Unsatisfied that the Third Circuit’s approach would eliminate completely the problems associated with the Johnson analysis; namely the potential for arbitrary and inconsistent fee awards, the Supreme Court fashioned a “hybrid” version of these two approaches. See Delaware Valley Citizens’ Council, 478 U.S. at 564, 106 S.Ct. at 3097. In Hensley v. Eckerhart, 461 U.S. 424, 103 S.Ct. 1933, 76 L.Ed.2d 40 (1983), the Supreme Court left intact the initial calculation [568]*568of the lodestar figure as suggested by the Third Circuit. However, the court broadened the second step of Third Circuit’s approach, that which involves adjustment of the lodestar figure, by including two additional considerations which ultimately bear on the question of results obtained: (1) whether the plaintiff failed to prevail on claims that were unrelated to the claims on which he succeeded; and (2) whether the plaintiff achieved a level of success that makes the hours reasonably expended a satisfactory basis for making the award. Hensley, 461 U.S. at 434, 103 S.Ct. at 1939.3

The Supreme Court addressed the question of the reasonableness of a fee award again in Blum v. Stenson, 465 U.S. 886, 104 S.Ct. 1541, 79 L.Ed.2d 891 (1984). There, the court reconfirmed that the determination of a reasonable fee must begin with calculation of the lodestar. Id. at 888, 104 S.Ct. at 1543. The court modified the approach, however, in another attempt to establish objective standards for courts to follow.
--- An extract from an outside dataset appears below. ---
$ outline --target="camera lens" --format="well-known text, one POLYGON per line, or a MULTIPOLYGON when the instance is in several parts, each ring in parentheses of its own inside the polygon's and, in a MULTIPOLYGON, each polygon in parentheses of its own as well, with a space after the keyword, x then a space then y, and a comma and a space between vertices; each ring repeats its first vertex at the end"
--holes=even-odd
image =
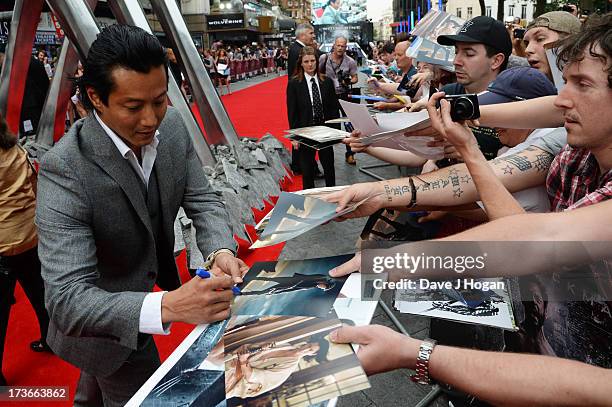
POLYGON ((462 97, 457 99, 453 110, 458 120, 467 120, 474 114, 474 104, 470 99, 462 97))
In doing so, the court expanded on its suggestion in Hensley that many of the Johnson factors are subsumed within the district court’s calculation of the lodestar and eliminated the factors of ‘“novelty and complexity of the issues,’ ” “ ‘the special skill and experience of counsel,’ ” “ ‘the quality of representation,’ ” and “‘the results obtained’ from the litigation” from a district court’s analysis of whether to make an upward adjustment to the lodestar. Id. (quoting, Blum, 465 U.S. at 898-900, 104 S.Ct. at 1548-50). The court also instructed district courts to reserve enhancements to the lodestar for “ ‘rare’ ” and “‘exceptional cases.’” Id.4

In accordance with the Supreme Court’s instruction, the Eleventh Circuit has held that the determination of a reasonable fee must begin with calculation of the lodestar, which is performed by multiplying the hours reasonably expended by counsel on the litigation by a reasonable hourly rate. Norman v. Housing Authority of City of Montgomery, 836 F.2d 1292, 1299 (11th Cir.1988). The court defines a reasonable hourly rate as “the prevailing market rate in the relevant legal community for similar services by lawyers of reasonably comparable skills, experience, and reputation.” Id.

The fee applicant bears the burden to prove the reasonableness of his fee request. Id.; Loranger v. Stierheim, 10 F.3d 776 (11th Cir.1994).